DWP data shows that in April this year there were 380,000 Universal Credit households that had a third or subsequent child born on or after April 6 2017, and 71,000 Child Tax Credits households. This means a total of 450,000 households are impacted.

Introduced by the Conservative Chancellor George Osborne the policy restricts most low-income families to claiming Universal Credit and child tax credit for their first two children. It is estimated hundreds of thousands of children could be lifted out of poverty if the two-child benefit limit is axed.

The Archbishop of Canterbury, Suella Braverman and Nigel Farage are among the unlikely names in agreement that the cap needs to be abolished.

Paul Carberry, chief executive of Action for Children, said: “Today’s figures confirm the relentless expansion of this cruel policy, which creates and entrenches child poverty. Its impact is devastating for our country’s poorest parents who are trying their absolute hardest to make ends meet, denying them much-needed income to buy the basics for their children.

“Child poverty puts enormous pressure on public services and makes it much more difficult for those children to fulfil their potential. Ultimately, the cost of the two-child limit is far greater than the money it saves. The new government must urgently bring forward its child poverty strategy as promised in its manifesto. This must include scrapping the two-child limit.”

Becca Lyon, head of UK child poverty at Save the Children, said: “It is an outrage that 440,000 families are denied vital support because of the unfair two-child limit, a rise of over 30,000 since last year. More and more children will suffer every year just because they have siblings, unless the UK Government acts now.

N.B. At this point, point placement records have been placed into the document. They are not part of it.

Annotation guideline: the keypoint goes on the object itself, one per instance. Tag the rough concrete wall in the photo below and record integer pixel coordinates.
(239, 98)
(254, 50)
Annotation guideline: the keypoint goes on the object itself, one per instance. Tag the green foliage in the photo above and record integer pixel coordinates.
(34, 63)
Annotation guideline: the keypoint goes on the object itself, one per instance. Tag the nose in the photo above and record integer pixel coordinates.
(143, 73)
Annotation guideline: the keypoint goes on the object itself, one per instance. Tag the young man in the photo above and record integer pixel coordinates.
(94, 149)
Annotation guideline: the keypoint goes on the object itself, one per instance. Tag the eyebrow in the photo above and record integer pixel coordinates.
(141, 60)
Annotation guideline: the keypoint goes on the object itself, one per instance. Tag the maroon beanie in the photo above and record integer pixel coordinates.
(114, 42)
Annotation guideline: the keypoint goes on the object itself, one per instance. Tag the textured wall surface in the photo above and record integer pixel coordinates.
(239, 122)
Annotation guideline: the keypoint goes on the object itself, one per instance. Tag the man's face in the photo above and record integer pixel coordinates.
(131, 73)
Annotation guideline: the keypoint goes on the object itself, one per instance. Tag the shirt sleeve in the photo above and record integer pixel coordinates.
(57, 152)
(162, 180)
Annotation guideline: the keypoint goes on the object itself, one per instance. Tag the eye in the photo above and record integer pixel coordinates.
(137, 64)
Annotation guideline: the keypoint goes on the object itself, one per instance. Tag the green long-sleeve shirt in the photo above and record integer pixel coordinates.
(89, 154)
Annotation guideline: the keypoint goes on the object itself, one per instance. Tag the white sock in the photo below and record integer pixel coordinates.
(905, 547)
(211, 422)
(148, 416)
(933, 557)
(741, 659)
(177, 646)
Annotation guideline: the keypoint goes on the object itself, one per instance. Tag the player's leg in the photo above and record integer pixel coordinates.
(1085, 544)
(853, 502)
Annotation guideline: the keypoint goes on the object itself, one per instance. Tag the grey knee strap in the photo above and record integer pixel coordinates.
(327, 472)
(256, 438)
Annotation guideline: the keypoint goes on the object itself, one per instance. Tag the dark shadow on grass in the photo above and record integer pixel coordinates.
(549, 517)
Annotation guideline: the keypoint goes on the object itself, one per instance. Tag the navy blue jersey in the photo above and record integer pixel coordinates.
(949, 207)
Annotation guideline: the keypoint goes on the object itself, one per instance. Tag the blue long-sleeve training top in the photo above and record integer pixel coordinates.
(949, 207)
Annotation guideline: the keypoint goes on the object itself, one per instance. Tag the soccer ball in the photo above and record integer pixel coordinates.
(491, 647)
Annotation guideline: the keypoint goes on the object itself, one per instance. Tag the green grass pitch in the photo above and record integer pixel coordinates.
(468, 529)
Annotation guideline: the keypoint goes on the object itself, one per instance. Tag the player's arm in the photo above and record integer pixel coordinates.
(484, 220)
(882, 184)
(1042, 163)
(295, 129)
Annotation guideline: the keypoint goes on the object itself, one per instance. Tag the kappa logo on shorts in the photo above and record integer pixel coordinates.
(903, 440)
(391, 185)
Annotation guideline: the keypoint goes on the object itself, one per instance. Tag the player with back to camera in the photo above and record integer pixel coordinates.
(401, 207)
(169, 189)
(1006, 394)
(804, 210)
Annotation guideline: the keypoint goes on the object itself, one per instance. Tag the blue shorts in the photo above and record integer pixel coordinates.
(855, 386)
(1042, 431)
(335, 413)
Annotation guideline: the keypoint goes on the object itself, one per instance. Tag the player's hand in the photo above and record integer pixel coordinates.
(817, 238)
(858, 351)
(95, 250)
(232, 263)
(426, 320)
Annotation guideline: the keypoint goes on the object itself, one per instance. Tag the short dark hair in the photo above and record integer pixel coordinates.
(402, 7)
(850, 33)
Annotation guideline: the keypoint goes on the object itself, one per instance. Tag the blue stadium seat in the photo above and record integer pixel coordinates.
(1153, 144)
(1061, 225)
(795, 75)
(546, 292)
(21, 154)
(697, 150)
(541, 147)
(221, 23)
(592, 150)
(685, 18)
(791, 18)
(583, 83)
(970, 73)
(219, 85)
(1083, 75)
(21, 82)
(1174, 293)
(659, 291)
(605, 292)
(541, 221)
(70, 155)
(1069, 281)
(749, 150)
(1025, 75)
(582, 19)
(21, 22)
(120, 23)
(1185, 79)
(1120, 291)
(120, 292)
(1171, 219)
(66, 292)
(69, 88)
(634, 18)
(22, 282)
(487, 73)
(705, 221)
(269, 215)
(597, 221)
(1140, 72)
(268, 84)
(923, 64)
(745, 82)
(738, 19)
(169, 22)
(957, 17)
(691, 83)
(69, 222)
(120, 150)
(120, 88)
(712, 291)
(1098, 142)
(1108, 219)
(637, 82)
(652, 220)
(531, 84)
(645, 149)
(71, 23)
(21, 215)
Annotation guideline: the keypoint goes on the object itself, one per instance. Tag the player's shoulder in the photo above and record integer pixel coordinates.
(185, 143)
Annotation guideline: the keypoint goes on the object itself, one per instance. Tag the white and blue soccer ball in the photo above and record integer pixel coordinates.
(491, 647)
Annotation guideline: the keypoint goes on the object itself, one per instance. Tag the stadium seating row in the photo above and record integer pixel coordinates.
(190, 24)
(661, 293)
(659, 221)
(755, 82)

“The cruel two-child limit should be scrapped immediately to prevent families from facing hardship and destitution.”

Asked how he plans to tackle the scourge of child poverty, Mr Starmer told The Mirror last week: “There will be a strategy in place, as we did have under the last Labour government, to drive down child poverty. Nobody wants to see any child poverty.

“We got the numbers right down under the last Labour government. There are things that we can do straight away when it comes to the cost of living crisis, which is bearing down on families. Obviously, we’ve got the breakfast clubs that we need to set up in our schools.”

He went on to say he’d spoken to a primary school teacher earlier in the day who had to provide food to a number of kids who arrive hungry. Mr Starmer said: “There was a primary school teacher there explaining that he has to provide food to his children, a number of his children, when they arrive at school because they haven’t got enough food, to get through the day.

“We can start to change, some of that. Housing is a massive driver of child poverty. So that’s why we need to get those houses built. There are many strands to this that we will be starting on straight away, because I’m determined that we will work as hard as the last Labour government when it comes to driving down child poverty.”